Dat is een eerste reden waarom ik aanraad dit boek te lezen. Maar de voornaamste reden is wel dat we het betoog van El Hammouchi maar beter serieus kunnen nemen. Hij voldoet namelijk aan geen enkele stereotypering. Hij is een orthodox moslim die zijn geloof actief praktiseert en verdedigt en hij is tegelijkertijd een Vlaming die culturele assimilatie van moslims in de Vlaamse cultuur voorstaat. “Ik kleed mij gelijk een Vlaming, ik gedraag mij gelijk een Vlaming, ik spreek gelijk een Vlaming, en ik ben een orthodox moslim”, zei hij toen ik hem tijdens een debat vroeg hoe de Islam past in een Europese cultuur. Hij maakt een sterk onderscheid tussen cultuur en religie en stelt een islamitische haskala voor – naar analogie met de joodse haskala – waarbij moslims door een breed historisch, wetenschappelijk en filosofisch besef een verlichting doormaken om zo integratie in Europese culturen mogelijk te maken. Dit stelt hij tegenover het in zijn ogen naïeve multiculturalisme, het idee dat verschillende culturen vreedzaam naast elkaar kunnen bestaan. Het dogma dat hij hiermee – terecht! – betwijfelt is er een dat onder zowel linkse multiculturalisten als rechtse nationalisten gangbaar is, namelijk het idee dat moderne verlichtingsidealen in strijd zijn met orthodoxe religie, orthodoxe Islam in het bijzonder. El Hammouchi’s idee dat de Islam, als religie, geen enkele moslim zal tegenhouden een moderne liberale cultuur te omarmen is niet nieuw, maar de gedachte is interessant en hoopvol genoeg om nogmaals in heldere bewoordingen voor het voetlicht te brengen door iemand die precies die gedachte belichaamt.

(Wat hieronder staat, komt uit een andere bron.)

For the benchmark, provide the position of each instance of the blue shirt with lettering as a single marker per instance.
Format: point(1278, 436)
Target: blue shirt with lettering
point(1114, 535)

Bovendien is zijn argument seculier en onafhankelijk van enig beroep op bronnen die alleen voor moslims gezag hebben. Dit geluid is links noch rechts, maar zeker emancipatoir en als het aan mij ligt neemt iedereen er kennis van.

Een boek vol boeken
Naast het hoofdstuk ‘de moslimkwestie’ zijn er nog drie hoofdstukken over de uiteenlopende onderwerpen onderwijshervorming, het geloof in God in een moderne wereld en wereldpolitiek. Elk van deze hoofdstukken bevat een op zichzelf staand argument en had eigenlijk wat mij betreft een apart boek verdiend. Dat zou de diepgang ten goede zijn gekomen. Ik heb zelf ooit eens een mislukte poging gedaan te promoveren op de compatibiliteit van religieuze argumenten in een moderne democratie en na zestigduizend woorden had ik slechts het probleem in kaart gebracht. Het korte hoofdstuk over dit onderwerp in het toch al niet zo dikke boek dat ik hier bespreek kan helaas niet meer leveren dan enkele prikkelende stellingen. De argumenten waarop die stellingen impliciet rusten zouden nu juist interessant zijn.

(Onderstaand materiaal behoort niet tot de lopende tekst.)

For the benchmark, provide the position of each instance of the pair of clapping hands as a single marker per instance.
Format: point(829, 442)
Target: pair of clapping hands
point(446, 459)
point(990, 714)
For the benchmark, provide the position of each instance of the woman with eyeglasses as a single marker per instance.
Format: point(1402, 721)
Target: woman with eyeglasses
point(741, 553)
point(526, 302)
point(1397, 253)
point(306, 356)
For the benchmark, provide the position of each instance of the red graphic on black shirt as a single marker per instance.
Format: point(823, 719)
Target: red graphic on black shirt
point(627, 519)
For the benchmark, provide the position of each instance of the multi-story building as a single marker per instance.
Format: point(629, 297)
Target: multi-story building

Hetzelfde geldt voor zijn voorgestelde onderwijshervormingen en zijn machtsrealisme als het gaat om geopolitieke kwesties. Het is een ding om de Universele Verklaring van de Rechten van de Mens als naïef weg te zetten, het is nog iets anders om die stelling te staven met argumenten. Het is een ding om te verklaren dat er geen impliciet sociaal contract van kracht is tussen staten – voor een sociaal contract is een begrensd territorium noodzakelijk: de staat – maar het is iets anders om een overtuigend argument te leveren dat elke notie van rechtvaardigheid in internationale kwesties overbodig maakt zonder in absurditeiten te vervallen.

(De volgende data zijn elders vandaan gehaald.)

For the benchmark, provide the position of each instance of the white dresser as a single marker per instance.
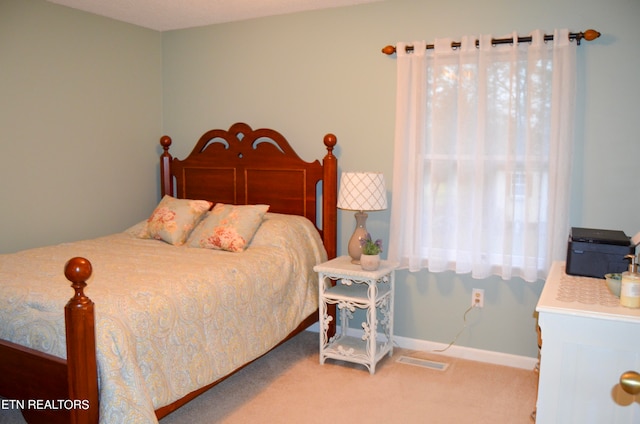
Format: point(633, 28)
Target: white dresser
point(588, 342)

El Hammouchi maakt indruk met zijn prikkelende stijl, zijn klare stellingname en zijn brede historische en filosofische kennis, maar om echt te overtuigen zijn goed ontwikkelde argumenten noodzakelijk. Argumenten die serieus ingaan op de beste argumenten van de gekozen tegenstander zonder die als naïef of belachelijk weg te zetten. Ik heb goede hoop dat die argumenten nog zullen volgen. El Hammouchi is jong en veelbelovend. Misschien lukt het hem niet de door hem gehekelde dogma’s omver te werpen, hij maakt ze in elk geval minder comfortabel en ik heb zo’n voorgevoel dat zijn echte werk nog moet beginnen. Lees daarom dit boek als een inleiding tot toekomstige werk en wees gewaarschuwd voor een eloquente vertegenwoordiger van een generatie Europese doch nationalistische, liberale doch conservatieve, rechtse doch hervormingsgezinde, autoriteitsgetrouwe doch emancipatoire moslims.